Bacterial metagenome content was predicted from 16S rRNA gene-based microbial compositions, and functional inferences were made from the Kyoto Encyclopedia of Gene and Genomes (KEGG) catalog, using the PICRUSt algorithm (Kanehisa et al., 2012). A total of 6,909 inferred genes were categorized into 275 KEGG functional pathways; pathways present in <10% of participants were removed, leaving 252 KEGG pathways for analysis. The 'DESeq' function in DESeq2 was used to test for differentially abundant KEGG pathways by smoking status, adjusting for sex, age and data set. Spearman's rank correlation was used to examine associations between pathways significantly associated with smoking status and genera significantly associated with smoking status.

All statistical tests were two-sided, and a P-value of less than 0.05 (or false discovery rate (FDR) adjusted q less than 0.05) was considered statistically significant. All analyses were carried out using SAS 9.3 (SAS institute, Cary, NC, USA) and R 3.2.0.

Results

Oral biospecimens, smoking history and other demographic information were collected at baseline for both the CPS-II and PLCO cohorts. Of the 1204 individuals included in the present analyses, 43.3% (n=521) were never smokers, 47.4% (n=571) were former smokers and 9.3% (n=112) were current smokers. Among the former smokers, 17% had quit within 10 years of sample collection, 47% 10–30 years prior to sample collection and 30% over 30 years prior to sample collection (6% were missing this information). Current and former smokers tended to be younger and more often male, compared with never smokers (Table 1). All subjects included in the present analyses were originally selected from the CPS-II and PLCO cohorts as cases and controls for nested case–control studies of the oral microbiome in relation to two smoking-related diseases, head and neck cancer and pancreatic cancer. Therefore, approximately half (49.3%) of the 1204 subjects were individuals who went on to develop one of these cancers at some point after providing an oral sample (ranging from 1 to 12 years after oral sample collection); future cancer status was not a confounder of the observed smoking status—microbiome relationships. Additionally, results were highly similar between cases and controls (data not shown).

Table 1 Selected demographic characteristics of study populations from four data sets

To determine whether overall microbiome composition differed according to never, former and current smoking status, we conducted principal coordinate analysis based on UniFrac phylogenetic distances. We found a significant difference in composition between current, former and never smokers (P=0.001, permutational MANOVA based on weighted UniFrac; Figure 1a), after controlling for age, sex and data set. Former and never smokers overlapped on the principal coordinate analysis plot (Figure 1a); when combining former and never smokers, we observed a significant difference in oral microbiome composition between current and non-current (former + never) smokers (P=0.001; Figure 1b). To further support these findings, comparison of within- and between-group distances for all smoking categories indicated that current smokers tended to be more heterogeneous than former or never smokers (Figure 1c), and that never and former smokers are more alike than current smokers (P=0.001 and P=0.003, respectively; Figure 1d). Results were similar with the unweighted Unifrac distances (data not shown).

Figure 1
figure 1

Overall oral microbiome composition according to smoking status (current, former and never) in 1204 individuals.

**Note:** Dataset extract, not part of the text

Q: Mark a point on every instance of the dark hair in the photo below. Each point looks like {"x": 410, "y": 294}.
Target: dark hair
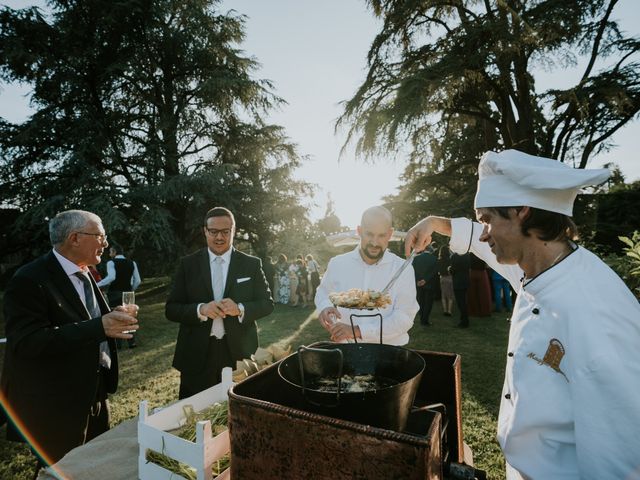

The principal coordinate analysis was conducted based on the weighted UniFrac distance. Sixty-eight percent confidence ellipses were drawn using the panel.ellipse function (Lattice, R), and centroids represent the coordinate mean of the first and second axes. (a) Adjusting for data set, age and sex, there was a significant difference in composition according to smoking status (P=0.001). (b) When combining former and never smokers, there was a significant difference in composition between current and non-current smokers (P=0.001). Comparison of within (c) and between (d) group distances for all smoking categories indicated that never and former smokers are more alike than are the current smokers.

We next examined the relative abundance of individual taxa according to smoking status using the Kruskal–Wallis test, and found that relative abundance of the phylum Proteobacteria differed significantly by smoking status (meta-analysis for the four data sets, P=2.29 × 10−9, FDR adjusted q=1.15 × 10−8; Table 2), with a clear depletion of Proteobacteria among current smokers (data set-weighted median: 11.7% in never smokers, 4.6% in current smokers). After adjustment for age and sex in polytomous logistic regression, the lower relative abundance of phylum Proteobacteria among current smokers compared with never smokers was statistically significant (q=5.24 × 10−7), while there was no difference between former and never smokers (q=0.60). As cross-validation, we assessed these relationships in the four data sets separately and found highly consistent results (Table 2). Aside from Proteobacteria, we observed that relative abundance of the phylum Actinobacteria was elevated in current smokers compared with never smokers after adjustment for age and sex (q=0.04) (Table 2), while relative abundance of the other major phyla did not differ significantly by smoking status (Supplementary Table S3).

Table 2 Median relative abundances of selected taxa according to smoking status in four data sets

Lower-level analysis within Proteobacteria revealed that relative abundances of the major classes, Betaproteobacteria and Gammaproteobacteria, were significantly lower in current smokers (Table 2; q=5.05 × 10−15 and q=3.62 × 10−5, respectively), as were several genera, including Neisseria, Haemophilus and Aggregatibacter (Supplementary Table S4). Several taxa not belonging to Proteobacteria, including the class Flavobacteriia (q=0.0003; Table 2) and genus Capnocytophaga, were also significantly lower in smokers, as were several genera not altered in class-level analysis, including Corynebacterium (Actinobacteria), Porphyromonas and Prevotella (Bacteroidetes), Leptotrichia (Fusobacteria), and Peptostreptococcus, Abiotrophia and Selenomonas (Firmicutes) (Supplementary Table S4). Gram-positive class Coriobacteriia tended to be enriched in current smokers (Table 2). Lower-level analysis indicated that the genus Atopobium, belonging to Coriobacteriia, as well as the genera Bifidobacterium (Actinobacteria), Lactobacillus and Streptococcus (Bacilli), were increased in current smokers (Supplementary Table S4).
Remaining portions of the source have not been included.